EBNF

[EBNF][] parser and generic parser generator.

Description

This is a [Ruby][] implementation of an [EBNF][] and [BNF][] parser and parser generator.

[PEG][] / [Packrat][] Parser

In the primary mode, it supports a Parsing Expression Grammar ([PEG][]) parser generator. This performs more minimal transformations on the parsed grammar to extract sub-productions, which allows each component of a rule to generate its own parsing event.

The resulting {EBNF::PEG::Rule} objects then parse each associated rule according to the operator semantics and use a [Packrat][] memoizer to reduce extra work when backtracking.

These rules are driven using the {EBNF::PEG::Parser} module which calls invokes the starting rule and ensures that all input is consumed.

LL(1) Parser

In another mode, it parses [EBNF][] grammars to [BNF][], generates [First/Follow][] and Branch tables for [LL(1)][] grammars, which can be used with the stream [Tokenizer][] and [LL(1) Parser][].

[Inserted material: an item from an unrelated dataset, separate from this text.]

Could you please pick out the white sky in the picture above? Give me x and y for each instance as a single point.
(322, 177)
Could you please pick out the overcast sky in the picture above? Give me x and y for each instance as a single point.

As LL(1) grammars operate using alt and seq primitives, allowing for a match on alternative productions or a sequence of productions, generating a parser requires turning the [EBNF][] rules into [BNF][]:

Transform a ::= b? into a ::= _empty | b
Transform a ::= b+ into a ::= b b*
Transform a ::= b* into a ::= _empty | (b a)
Transform a ::= op1 (op2) into two rules:
```
  a     ::= op1 _a_1
  _a_1_ ::= op2
```

Of note in this implementation is that the tokenizer and parser are streaming, so that they can process inputs of arbitrary size.

The exception operator (A - B) is only supported on terminals.

See {EBNF::LL1} and {EBNF::LL1::Parser} for further information.

Usage

Parsing an EBNF Grammar

require 'ebnf'

grammar = EBNF.parse(File.open('./etc/ebnf.ebnf'))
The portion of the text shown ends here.